Page 170
Story: With Us
“What?” My eyes shot down the table to where Luc sat with his parents. “Luc, the manicotti is amazing.”
Smiling, he lifted his fork a little. “Savor them ‘cause I only make them once a year.”
“Twice,” Celia, his mom, corrected, “if I ask for it for Mother’s Day or my birthday.”
“Why?” I asked.
“They’re a pain in the ass,” he said.
“Luca, watch your language.” Celia beamed at me. “He’s not lying, though. He makes most of it from scratch. The pasta, ricotta, and sauce. It’s all he can cook, but he does it so well.”
“Because it’s for a family thing, Faust provides the mozzarella and sausage,” Luc further explained.
“Is he still not letting you eat at his restaurant?” Luc’s dad, Matt, asked.
“No.”
“And he still spits after he says his name,” Theo added.
Rachelle poured a glass of wine. “That man can hold a grudge.”
“What did you do?” I asked, giving in to my curiosity.
Everyone’s focus turned to me, and I had a moment of panic.
Uh oh. Did I overstep in asking? Why are they all looking at me? Did I just ruin the entire day?
Most of the people started laughing. Luc and his parents, plus Theo, Gabe, and Tina started speaking at once.
“Okay, hey, quiet!” Luc shouted above them. “It’s my story, so I get to tell it.”
“No way,” Tina said, shaking her head and earning a glare from him. “Side-eye me all you want. Anytime you tell the story, you change it into a work of fiction. Dahlia wants to hear the truth.’
“I got this,” Gabe said. Setting down his fork, he cleared his throat and launched into full storytelling mode. “Faust likes to enter food competitions. He’s very competitive, so, unlike most everything else in his life, he takes them very seriously. Two years ago—”
“It was three,” Luc interrupted. “See, you’re bad at this. Let me—”
“Three years ago, Faust was entering ravioli into a competition. He’d spent weeks perfecting a goat cheese and mozzarella blend for the filling, then a different one for the mushroom shallot sauce.
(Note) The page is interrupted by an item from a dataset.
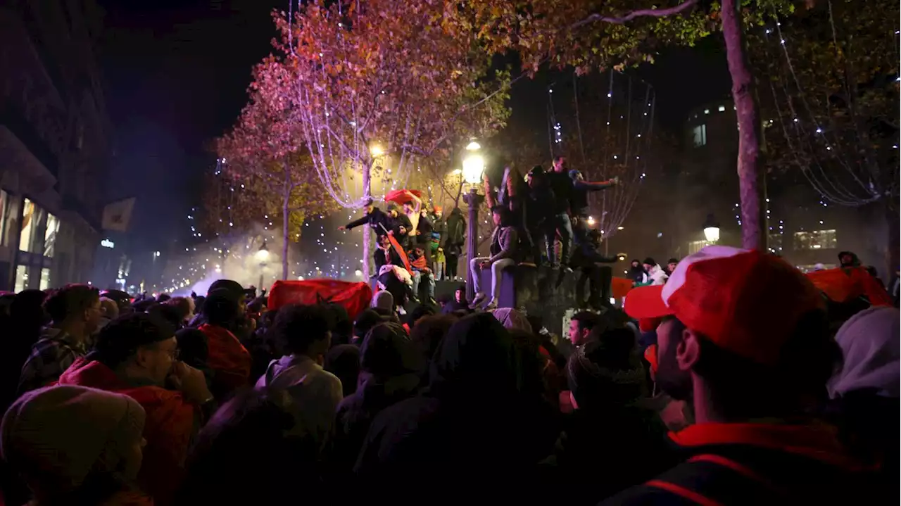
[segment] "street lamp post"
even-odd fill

Weeks of trial and, in his eyes, error. He made about sixty cheeses, then another sixty ratio variations. He finally had it perfected.”
“Okay,” I prompted, both intrigued and hungry.
“So two nights before the competition, Luc gets drunk. I’m talking, totally shitfaced.”
“Oh no.”
Gabe grinned. “Oh yes. He pours himself into a cab and decides he’s hungry. So, he heads to Faust, but not before stopping at a twenty-four-hour convenience mart.”
“At the time, I still had a key to Faust’s,” Luc put in. “He took it. And changed the lock. And he changes the security code on a weekly basis.”
“Faust comes down a few hours early to begin making the raviolis for the contest,” Gabe continued, “to find Luc, totally naked, sleeping on one of the long metal carts.”
“I was overheated.”
“And he’d used every last bit of competition cheese.”
I looked at Luc. “Oh, Luc, no.”
“To Faust, that still wasn’t the bad part,” Gabe said.